Кто-то еще подпустил шутку. Загоготали дружно, поглядывая на Фадеича добродушными искрящимися глазами.
Тот плюнул и, отшвырнув недописанную бумажку, расставил врозь руки, пошел на близстоящих:
— А ну, давай простору! К стенкам ближе, к стенкам, чумовые. С меня шкуру спустят, коли в срок рапорт не сдам.
— У тебя, у черта, поди-ка и в запасе еще шкуры-то есть, — отшутился кто-то, — так что не жаль, если спустит одну.
Очистив место около стола, Ермохин вновь потянулся за пером.
— Главный инженер! — раздалось у открытой двери.
Петр протиснулся к выходу. Быстро ступая, Сиверцев шел по главному проходу. Он был без кепки и без галстука. Замочек шелковой тенниски не был застегнут до конца, и это приятно молодило его. Заметив главного инженера, Петр остановился.
— Ну как? — пожимая ему руку, спросил Сиверцев, — управились вчера?
— Кончили, — радостно доложил Петр. — До вечера затянули, но кончили.
— Готова к пуску?
— Готова… Начинать будем?
— Давайте, — отрубил Сиверцев. — Перебрасывайте машину в последний пролет, а я прикажу подавать жидкую сталь.
— Что, прокатчики? — слышал Петр голос Сиверцева, шагнувшего в конторку. — С праздником вас!
— Истинно, с праздником! — загудели веселые голоса.
— Пойдет машина, клещи в лом сдадим.
— А сами операторами заделаемся.
— Небось, будешь оперировать теми же клещами, — осадил веселый шум хриплый голос, — крупносортный-то станет, а мелкие сорта по-прежнему на нашей шее останутся.

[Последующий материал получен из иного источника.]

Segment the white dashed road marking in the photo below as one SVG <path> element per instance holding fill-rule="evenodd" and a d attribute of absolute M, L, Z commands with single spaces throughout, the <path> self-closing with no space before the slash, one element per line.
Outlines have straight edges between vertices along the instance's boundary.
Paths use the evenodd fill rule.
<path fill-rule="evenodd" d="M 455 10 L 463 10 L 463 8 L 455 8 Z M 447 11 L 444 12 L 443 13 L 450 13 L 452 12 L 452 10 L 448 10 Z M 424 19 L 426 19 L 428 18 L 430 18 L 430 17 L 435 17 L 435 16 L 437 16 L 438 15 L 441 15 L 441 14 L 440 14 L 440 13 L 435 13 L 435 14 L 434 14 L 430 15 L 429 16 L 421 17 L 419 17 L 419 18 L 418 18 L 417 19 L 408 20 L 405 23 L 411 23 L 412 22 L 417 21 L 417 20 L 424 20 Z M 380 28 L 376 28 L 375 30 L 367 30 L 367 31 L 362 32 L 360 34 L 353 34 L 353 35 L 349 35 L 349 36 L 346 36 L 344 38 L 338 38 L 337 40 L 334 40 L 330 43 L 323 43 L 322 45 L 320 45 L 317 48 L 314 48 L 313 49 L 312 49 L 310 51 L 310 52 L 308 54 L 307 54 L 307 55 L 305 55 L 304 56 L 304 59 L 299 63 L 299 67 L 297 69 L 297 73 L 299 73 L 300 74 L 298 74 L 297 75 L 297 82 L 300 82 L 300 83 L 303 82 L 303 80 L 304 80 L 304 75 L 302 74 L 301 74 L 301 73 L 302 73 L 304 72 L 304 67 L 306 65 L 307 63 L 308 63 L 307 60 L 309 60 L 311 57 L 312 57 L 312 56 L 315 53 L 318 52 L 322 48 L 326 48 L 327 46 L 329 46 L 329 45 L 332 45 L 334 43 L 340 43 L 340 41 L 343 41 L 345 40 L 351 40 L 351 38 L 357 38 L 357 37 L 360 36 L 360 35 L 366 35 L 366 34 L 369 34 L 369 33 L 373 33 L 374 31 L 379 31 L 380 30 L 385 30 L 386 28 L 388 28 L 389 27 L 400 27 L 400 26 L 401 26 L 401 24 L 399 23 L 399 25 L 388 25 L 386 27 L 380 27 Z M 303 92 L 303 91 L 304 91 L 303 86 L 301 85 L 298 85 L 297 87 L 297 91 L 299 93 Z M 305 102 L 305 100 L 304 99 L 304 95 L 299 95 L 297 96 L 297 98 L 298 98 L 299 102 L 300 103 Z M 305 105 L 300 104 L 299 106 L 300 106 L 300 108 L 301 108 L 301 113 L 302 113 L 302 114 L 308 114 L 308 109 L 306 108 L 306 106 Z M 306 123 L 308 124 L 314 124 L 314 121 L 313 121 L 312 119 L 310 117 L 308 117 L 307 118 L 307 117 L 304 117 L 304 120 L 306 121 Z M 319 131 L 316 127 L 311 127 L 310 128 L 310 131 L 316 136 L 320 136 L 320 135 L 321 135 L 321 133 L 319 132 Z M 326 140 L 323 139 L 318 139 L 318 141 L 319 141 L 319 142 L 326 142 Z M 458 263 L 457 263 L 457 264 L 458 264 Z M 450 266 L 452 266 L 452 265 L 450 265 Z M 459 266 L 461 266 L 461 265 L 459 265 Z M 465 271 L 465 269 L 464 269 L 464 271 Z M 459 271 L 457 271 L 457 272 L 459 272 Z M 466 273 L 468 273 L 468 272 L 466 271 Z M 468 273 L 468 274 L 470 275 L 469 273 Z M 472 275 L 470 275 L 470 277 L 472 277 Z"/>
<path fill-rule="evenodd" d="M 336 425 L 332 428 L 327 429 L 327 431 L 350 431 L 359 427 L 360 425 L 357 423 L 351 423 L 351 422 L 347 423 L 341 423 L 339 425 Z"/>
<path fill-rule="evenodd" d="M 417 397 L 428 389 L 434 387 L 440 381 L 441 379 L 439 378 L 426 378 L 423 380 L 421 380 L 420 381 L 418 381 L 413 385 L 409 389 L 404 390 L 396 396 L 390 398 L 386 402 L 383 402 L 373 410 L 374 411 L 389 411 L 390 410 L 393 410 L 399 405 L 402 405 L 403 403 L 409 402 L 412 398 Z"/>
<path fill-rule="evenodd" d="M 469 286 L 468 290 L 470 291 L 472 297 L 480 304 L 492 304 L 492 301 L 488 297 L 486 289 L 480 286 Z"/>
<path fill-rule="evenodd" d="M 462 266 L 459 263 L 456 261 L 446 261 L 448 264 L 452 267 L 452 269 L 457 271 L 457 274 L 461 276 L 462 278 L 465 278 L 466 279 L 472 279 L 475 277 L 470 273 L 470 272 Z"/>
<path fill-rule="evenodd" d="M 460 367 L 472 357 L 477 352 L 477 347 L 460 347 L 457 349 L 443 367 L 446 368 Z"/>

— Нехай, — удало выкрикнул кто-то, видимо, из молодых, — и до мелкосортных очередь дойдет. Быка берут за рога, коль голову окрутят — хвосту недолго мотаться.
— Верно, — покрыл шум голос Сиверцева, — начало будет, дело легче пойдет. Важно начать.
— Захарыч! — еще от дверей вальцетокарного закричал Петр. — Начинай.
Словно корабельный сигнальщик, он широко махнул рукой, и старик, поняв, что пора начинать, согласно закивал ему в ответ.
Пробегая мимо Петра в главный пролет, он бросил торопливо:
— А ты, Кузьмич, иди-ка туда, к ней, — показал он на машину, — проверь еще разок, слышь!
В пустом зачистном пролете, из которого прокат вывезли еще с вечера, было необычно тихо. И когда Захарыч, забежав вперед крана, подцепившего крюком разливочную машину, выскочил на огромную, чисто выметенную площадь пролета и махнул крановщице, дружный вздох разнесся по площадке. Этот могучий вздох как бы отсек зачистной пролет от остального цеха, трудолюбиво гремевшего и посылавшего сюда отблески горячего сияния стали. Там жили обыденной трудовой жизнью сотни привычных людям механизмов — здесь готовился к первому могучему выпуску новый механизм. И люди стыли в торжественном молчании, боясь упустить миг, когда эта мертвая, неказистая на вид конструкция оживет в первом обороте валков.